新たな友人
テオが学園に向かう途中、兵士達の会話が耳に入ってきた。
「聞いたか? 昨夜すぐ近くの洞窟が崩壊したって話」
「なんだそれ? 初耳だな」
その兵士は説明した。
「なんでも裏の組織の潰し合いだったらしいぞ」
「マジかよ。てかお前どこでその情報を仕入れてきたんだ?」
「上層部が話しているのを聞いちまったんだ。しかもその争った二つの組織は名前が分かってないらしい」
「へ~、物騒な世の中だな」
「だな」
話しながらテオの横を通り過ぎていく兵士。
テオは頭の中で考える。
(昨夜の事が国の上層部の耳に入ったか。思ったより早かったな。バレないとは思っていなかったが……洞窟を崩壊させたのは正しかったか。少しこの国の情報が欲しいところだ)

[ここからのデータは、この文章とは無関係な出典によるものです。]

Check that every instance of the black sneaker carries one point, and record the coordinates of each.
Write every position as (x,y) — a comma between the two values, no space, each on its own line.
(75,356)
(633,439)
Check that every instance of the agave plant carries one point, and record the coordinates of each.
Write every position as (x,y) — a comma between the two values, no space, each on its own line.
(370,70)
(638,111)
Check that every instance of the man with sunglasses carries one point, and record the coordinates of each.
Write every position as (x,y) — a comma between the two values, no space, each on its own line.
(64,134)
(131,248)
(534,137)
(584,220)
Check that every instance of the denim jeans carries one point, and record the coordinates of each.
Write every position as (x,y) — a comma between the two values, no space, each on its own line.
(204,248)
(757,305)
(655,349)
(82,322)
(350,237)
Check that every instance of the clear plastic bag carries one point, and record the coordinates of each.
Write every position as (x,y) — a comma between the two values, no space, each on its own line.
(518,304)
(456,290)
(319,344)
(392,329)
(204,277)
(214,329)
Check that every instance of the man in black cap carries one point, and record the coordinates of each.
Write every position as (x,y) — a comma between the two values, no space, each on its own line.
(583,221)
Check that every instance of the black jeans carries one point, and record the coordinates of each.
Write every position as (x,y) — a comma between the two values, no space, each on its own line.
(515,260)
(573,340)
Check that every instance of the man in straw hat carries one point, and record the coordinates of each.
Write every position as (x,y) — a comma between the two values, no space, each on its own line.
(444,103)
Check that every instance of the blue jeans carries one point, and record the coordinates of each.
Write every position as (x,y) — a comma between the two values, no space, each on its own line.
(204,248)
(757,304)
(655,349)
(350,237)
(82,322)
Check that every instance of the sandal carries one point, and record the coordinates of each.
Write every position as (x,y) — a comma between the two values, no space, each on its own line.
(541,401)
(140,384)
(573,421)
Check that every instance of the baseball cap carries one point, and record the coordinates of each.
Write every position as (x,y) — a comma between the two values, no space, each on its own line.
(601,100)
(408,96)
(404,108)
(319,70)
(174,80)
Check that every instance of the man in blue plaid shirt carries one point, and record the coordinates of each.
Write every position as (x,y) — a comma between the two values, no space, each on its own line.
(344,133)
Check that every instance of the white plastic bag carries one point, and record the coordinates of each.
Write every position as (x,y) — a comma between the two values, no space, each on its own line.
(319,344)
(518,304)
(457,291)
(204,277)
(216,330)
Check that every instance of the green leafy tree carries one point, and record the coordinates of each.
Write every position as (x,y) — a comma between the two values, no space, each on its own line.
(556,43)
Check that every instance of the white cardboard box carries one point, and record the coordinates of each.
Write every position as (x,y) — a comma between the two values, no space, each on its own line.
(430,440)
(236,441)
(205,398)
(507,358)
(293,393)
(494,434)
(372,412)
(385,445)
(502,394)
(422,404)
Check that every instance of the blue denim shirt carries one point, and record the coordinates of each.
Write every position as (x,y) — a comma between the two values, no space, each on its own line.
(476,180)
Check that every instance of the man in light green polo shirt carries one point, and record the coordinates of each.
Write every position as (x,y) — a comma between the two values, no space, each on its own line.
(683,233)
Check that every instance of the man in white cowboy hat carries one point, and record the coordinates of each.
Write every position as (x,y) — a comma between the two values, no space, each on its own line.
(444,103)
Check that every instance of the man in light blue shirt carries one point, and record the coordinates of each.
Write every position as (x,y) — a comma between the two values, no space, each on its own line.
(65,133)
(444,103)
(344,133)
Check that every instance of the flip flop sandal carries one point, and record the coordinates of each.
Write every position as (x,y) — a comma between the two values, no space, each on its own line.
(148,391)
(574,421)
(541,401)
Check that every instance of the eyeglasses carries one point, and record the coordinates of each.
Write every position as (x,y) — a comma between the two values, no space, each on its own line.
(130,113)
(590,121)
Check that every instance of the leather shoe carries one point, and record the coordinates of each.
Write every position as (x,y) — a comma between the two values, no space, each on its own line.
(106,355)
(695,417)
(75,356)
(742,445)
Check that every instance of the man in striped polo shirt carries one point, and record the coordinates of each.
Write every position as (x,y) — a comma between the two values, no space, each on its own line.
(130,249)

そこでテオは人目のつかない場所へと移動し指を鳴らした。
「テオ様、ご用件は?」
現れたのは組織の者だ。
六影ではない。
声からして女性である。
「昨夜の件が上層部に伝わるのが早すぎる。この国の貴族の中にドグマと関係がある者がいるはずだ。探れ」
「御意」
姿を消す配下。
テオは何事も無かったかのようにそのまま学園に向かった。
教室へと入り席に着くと、アリスティアがテオに声をかけてきた。
「おはようテオ」
「ああ、おはようアリスティア」
「……アリスでいいわ」
「え?」
「だからアリスって呼んで。セシルの弟だから別に構わないわ」
「そう? ならアリスと呼ばせてもらうよ」
「え、ええ……」
少しアリスの頬が赤くなったように見えたが、テオは気付かなかった。
他の女子や男子がアリスへと挨拶をしてくる。
「おはようございます、アリスティア様。今日も麗しい」
「ええ、ありがとう」
事務的な会話になっているが、テオは気にしない。
しばらくして授業が始まる直前、テオへと声をかけてくる男子がいた。
「なあテオ、でいいだよな?」
「ん?」
顔を上げると、そこにいたのは赤い短髪に赤い瞳をする青年がいた。
「誰だっけ?」
「まだ始まって間もないし覚えていなくても当然か」
そう言って笑みを浮かべる青年。
そして青年は自己紹介をした。
「俺はヴェルメリオ・スカラート。スカラート伯爵家の三男だ。気安くヴェルって呼んでくれ」
「テオ・オスクルだ。オスクル子爵家の長男だ。俺の事もテオで良いよ。よろしく」
テオは手を差し出した。
ヴェルは差し出された手を握り返した。
「ああ、こちらこそよろしく頼むよ」
そこへ丁度先生が入ってきた。
「じゃあまた後で話そうか」
「ああ」
そうして授業が始まったのだった。
昼休みとなり、テオの下にヴェルが来た。
隣には女性一人と男性一人がいた。
「ヴェル、その二人は?」
「テオに紹介しようと思ってね」
女性が前に出て自己紹介する。
「はじめまして。私はリーリア・パルメルです。パルメル男爵家の次女です」
ピンク色のボブカットでピンクの瞳をした美少女。
見た目の印象は優しい感じの印象を受けた。
「テオ・オスクルだ。家は子爵だ。テオで良いよ。よろしく」
「よろしくお願いします。テオ君」
「俺はヴェント・グリュック。グリュック子爵家の長男だ」
「テオだ。よろしくヴェント」
握手を交わすテオ達。
これから一緒に食堂へ行こうとなったが、テオは背後からの視線が気になり振り向いた。
「どうしたアリス?」
「別に何でもないわ」
「……そう? これから一緒に食堂に行くけど一緒にどう? みんなもいいよな?」
振り向き尋ねると大歓迎と言っていた。
「大歓迎だよ。食事はみんなでした方が楽しいからな。アリスティア様もどうです?」
ヴェルの言葉に乗りテオも「どう?」と聞くと頷いた。
「なら同席させてもらうわ」
「「「喜んで!」」」
アリスの言葉に、ヴェルとリーリア、ヴェントは笑顔でそう返事を返すのだった。